从那次和玛丽夫人见面那个星期到今天,李察还有一桩没放下心的事。
它跟莉莉安·海沃德有关。
莉莉安本来就是个安静的人,在走廊上、图书馆二楼偶尔打个照面,她顶多点一下头。
可这两个礼拜,她出现在自己视线里的次数多得有点反常。
他去图书馆三楼,莉莉安也在三楼;
他从侧门出校,莉莉安恰好在侧门那条路上;
有两回他抬起头,正撞上少女的目光。
那目光是一种……在找什么东西、却没找到的样子。
这种变化,就发生在银戒指被黑猫留下一吻之后。
李察起初当是错觉。
直到上周,他在三楼那间私人阅览室门口被少女拦住了。
莉莉安站在他面前,手指捏着衣角。
那双清澈的大眼睛在他身上扫过来,又扫过去。
她终于开口,声音很轻,
“你最近……是不是出什么事了?”
李察被她看得心里发毛。
“没有。

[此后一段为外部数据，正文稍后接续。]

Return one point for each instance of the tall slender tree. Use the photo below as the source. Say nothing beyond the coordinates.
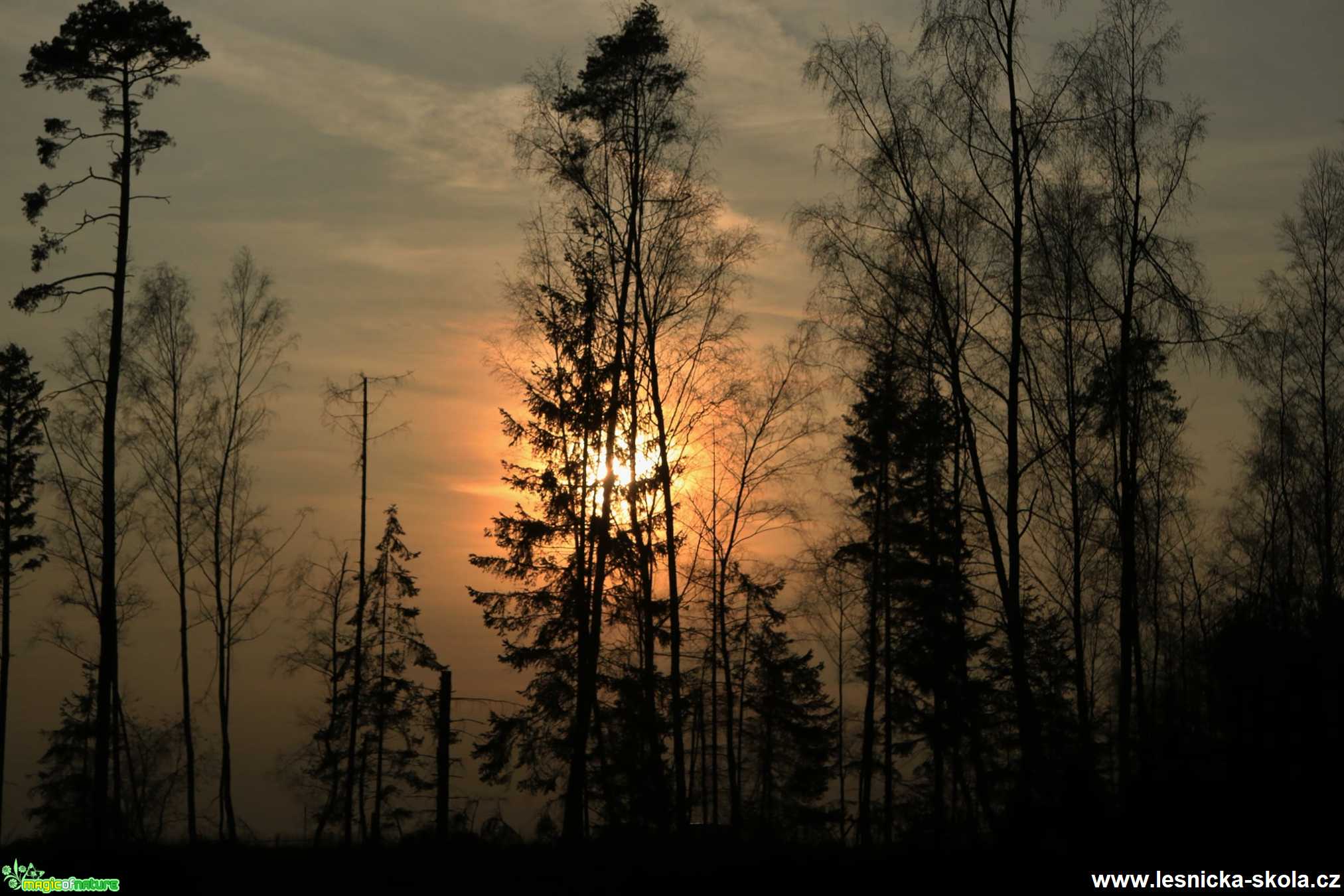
(120, 57)
(240, 556)
(174, 409)
(22, 417)
(347, 409)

”
“哦。”
她应了一声,神情里有些担心。
“……那就好。”
少女说完这话,意识到自己问得太多。
她飞快地侧身让开,几乎是落荒而逃地拐进楼梯口。
李察站在原地,想起赫顿先生说过的话。
莉莉安有底子,具备足够灵感。
这半年来,自己一天比一天厚实的以太微循环,在她的感知里恐怕从来就不是什么秘密。
他一直在往前走。
而莉莉安,一直在旁边看着李察往前走。
直到自己挂上了那枚银戒指。
在她的感知里,那个自己默默盯了大半年的“同类”,一夜之间灯灭了。
按理说,李察不欠谁一个解释。
尤其这枚戒指的来路,是半个字都不能往外讲的。
可那句“是不是出什么事了”,让他觉得自己又确实该稍微解释一下。
按照格蕾的情报,莉莉安每个礼拜总有那么两三个下午是找不到人的。
辅修课的点名册上,她那一栏画着问号;
图书馆二楼三楼,找不见人;
可她也没回家,放学的公交车上没有她。
成绩稳在前五的学生,翘一两节辅修课,科任老师多半睁一只眼闭一只眼。